Страшно ли было? Пожалуй, да. Полуслепой полет при скорости сто километров в час без адреналина не обходился. Но было и другое чувство. Теплое чувство товарищества, когда один доверяет свою жизнь, а другой готов отдать собственную, чтобы это доверие не обмануть.
Села встречались здесь нечасто, зато, когда проскакивали очередное, «Нивы» вызывали большой ажиотаж у местных мальчишек – они еще долго смотрели вслед пролетевшей раскрашенной кавалькаде, обсуждая столь непривычное для местной жизни событие.
Впрочем, и местная жизнь тоже была зачастую сильно непривычна для участников пробега. С одной стороны, того же Береславского, изъездившего за рулем всю Европу, прикалывало, что едешь-едешь день за днем, а все вокруг говорят по-русски. Он, кстати, лишь в этой поездке осознал истинные размеры страны, в которой прожил всю свою несознательную жизнь. И эти размеры поражали и восхищали его.
С другой – язык, конечно, был один. По крайней мере в любой республике на русском говорили все. Однако местный колорит тоже обязательно присутствовал.
Так, проезжая по совсем уж забытой цивилизацией сибирской глубинке, пробеговцы вдруг увидели весьма странное объявление – «Позы». Реклама была выполнена старым солдатским способом: краска, кисть и грязная серая стена покосившейся избы.
Сложно было предположить наличие в ней стрип-клуба.
Но в следующей деревеньке из десяти покосившихся изб такая же надпись была на крошечном самопальном кафе с фанерными стенами и фанерными же столами. И теперь предлагались не просто «позы», а «горячие позы»!
Ефим по рации упросил лидера, чтобы тот остановился у заведения. Его журналистский инстинкт не позволял проехать мимо ТАКОГО!«Позы» оказались огромными пирожками с мясом. Это расстроило охочего до порносенсаций Береславского, но когда он откусил от горячего, пышущего жаром и чудными ароматами поза, то был вознагражден сполна.
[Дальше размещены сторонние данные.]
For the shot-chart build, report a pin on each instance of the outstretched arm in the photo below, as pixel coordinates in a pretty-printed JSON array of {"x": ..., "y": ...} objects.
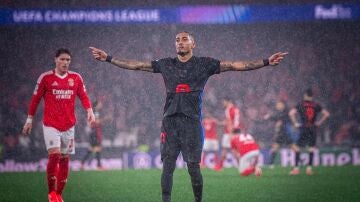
[
  {"x": 325, "y": 115},
  {"x": 251, "y": 65},
  {"x": 121, "y": 63}
]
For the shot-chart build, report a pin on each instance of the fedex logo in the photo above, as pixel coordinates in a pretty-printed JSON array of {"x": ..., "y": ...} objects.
[{"x": 336, "y": 11}]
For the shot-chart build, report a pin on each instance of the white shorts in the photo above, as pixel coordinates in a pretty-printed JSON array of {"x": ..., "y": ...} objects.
[
  {"x": 211, "y": 145},
  {"x": 248, "y": 159},
  {"x": 57, "y": 139},
  {"x": 225, "y": 141}
]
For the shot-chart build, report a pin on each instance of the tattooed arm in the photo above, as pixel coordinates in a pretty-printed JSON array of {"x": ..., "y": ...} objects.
[
  {"x": 251, "y": 65},
  {"x": 121, "y": 63}
]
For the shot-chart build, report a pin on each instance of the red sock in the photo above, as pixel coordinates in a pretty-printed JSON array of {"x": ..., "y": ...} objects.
[
  {"x": 62, "y": 174},
  {"x": 51, "y": 170},
  {"x": 248, "y": 171}
]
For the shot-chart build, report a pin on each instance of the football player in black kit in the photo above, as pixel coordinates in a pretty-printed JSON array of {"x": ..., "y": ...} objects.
[
  {"x": 308, "y": 111},
  {"x": 185, "y": 77}
]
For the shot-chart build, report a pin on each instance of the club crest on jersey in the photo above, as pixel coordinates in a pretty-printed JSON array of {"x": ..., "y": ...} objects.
[
  {"x": 71, "y": 82},
  {"x": 54, "y": 83}
]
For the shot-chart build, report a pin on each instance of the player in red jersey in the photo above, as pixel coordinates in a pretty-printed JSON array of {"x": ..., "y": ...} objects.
[
  {"x": 58, "y": 87},
  {"x": 233, "y": 124},
  {"x": 246, "y": 152},
  {"x": 211, "y": 142}
]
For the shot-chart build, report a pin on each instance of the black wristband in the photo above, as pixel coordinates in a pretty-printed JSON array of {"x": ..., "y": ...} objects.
[
  {"x": 266, "y": 62},
  {"x": 108, "y": 58}
]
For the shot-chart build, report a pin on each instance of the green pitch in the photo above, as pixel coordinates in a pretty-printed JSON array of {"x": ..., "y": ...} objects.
[{"x": 328, "y": 184}]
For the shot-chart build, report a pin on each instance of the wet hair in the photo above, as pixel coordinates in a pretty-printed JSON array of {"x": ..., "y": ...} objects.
[
  {"x": 190, "y": 35},
  {"x": 61, "y": 51},
  {"x": 309, "y": 92},
  {"x": 237, "y": 131}
]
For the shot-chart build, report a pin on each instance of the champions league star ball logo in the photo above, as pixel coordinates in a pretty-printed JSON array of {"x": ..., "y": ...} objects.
[{"x": 71, "y": 82}]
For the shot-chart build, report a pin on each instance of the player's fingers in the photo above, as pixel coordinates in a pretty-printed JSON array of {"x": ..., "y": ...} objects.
[{"x": 93, "y": 48}]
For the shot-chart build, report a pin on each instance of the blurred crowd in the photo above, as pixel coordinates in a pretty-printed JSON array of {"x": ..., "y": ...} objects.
[{"x": 322, "y": 56}]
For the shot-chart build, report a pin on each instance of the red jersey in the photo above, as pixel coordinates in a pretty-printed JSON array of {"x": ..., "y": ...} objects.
[
  {"x": 59, "y": 94},
  {"x": 232, "y": 116},
  {"x": 243, "y": 143},
  {"x": 210, "y": 128}
]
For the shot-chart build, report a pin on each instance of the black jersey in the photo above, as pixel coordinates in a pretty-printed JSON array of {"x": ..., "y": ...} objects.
[
  {"x": 185, "y": 82},
  {"x": 308, "y": 111},
  {"x": 281, "y": 116}
]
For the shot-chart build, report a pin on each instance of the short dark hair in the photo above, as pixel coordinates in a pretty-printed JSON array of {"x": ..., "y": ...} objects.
[
  {"x": 227, "y": 98},
  {"x": 309, "y": 92},
  {"x": 190, "y": 35},
  {"x": 61, "y": 51}
]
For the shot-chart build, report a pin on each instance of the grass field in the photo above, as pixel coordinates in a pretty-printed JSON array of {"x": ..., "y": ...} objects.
[{"x": 328, "y": 184}]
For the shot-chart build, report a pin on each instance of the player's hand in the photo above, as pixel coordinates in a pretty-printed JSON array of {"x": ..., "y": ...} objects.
[
  {"x": 276, "y": 58},
  {"x": 27, "y": 129},
  {"x": 98, "y": 54}
]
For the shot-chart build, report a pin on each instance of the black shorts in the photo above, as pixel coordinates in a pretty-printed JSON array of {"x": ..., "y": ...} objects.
[
  {"x": 94, "y": 140},
  {"x": 180, "y": 133},
  {"x": 307, "y": 137},
  {"x": 282, "y": 138}
]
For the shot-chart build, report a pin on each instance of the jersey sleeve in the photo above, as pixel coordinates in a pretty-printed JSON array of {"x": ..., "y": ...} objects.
[
  {"x": 39, "y": 92},
  {"x": 318, "y": 108},
  {"x": 81, "y": 92},
  {"x": 156, "y": 65},
  {"x": 213, "y": 66}
]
– Иногда это даже лучше секса, – сказал он Доку, вновь устраиваясь за рулем. И тут же слегка опечалился: с каждым годом это «иногда» будет учащаться, пока не заменит секс полностью.
А потом еще и жирные пирожки исчезнут. Перевоплотятся в геркулесовую кашу.
Впрочем, одна радость в этом печальном эволюционном процессе оставалась – и здесь нашел-таки лазейку Береславский: утраченного секса не будет жалко, потому что нельзя жалеть о том, чего не хочется.
То ли от этой сентенции, то ли от понимания того, что он вряд ли доживет до «геркулесовой эры», взгрустнувший поначалу Ефим успокоился и повеселел.
Заправлялись в среднем два раза в день. Заправок было много. Конечно, не все современные, с электроникой и «многорукими» колонками. Но бензин был везде, и даже время от времени сливали в баки содержимое запасных канистр, чтоб топливо не осмаливалось от длительного хранения. Однако канистры все равно заполняли: самые глухие места были еще впереди, и бдительности терять не следовало.
Кстати, с их канистрами – третьего экипажа – произошел прикол: в них втекало только по пятнадцать литров. А написано на каждой – двадцать. Поэтому Береславский купил еще одну – десятилитровую.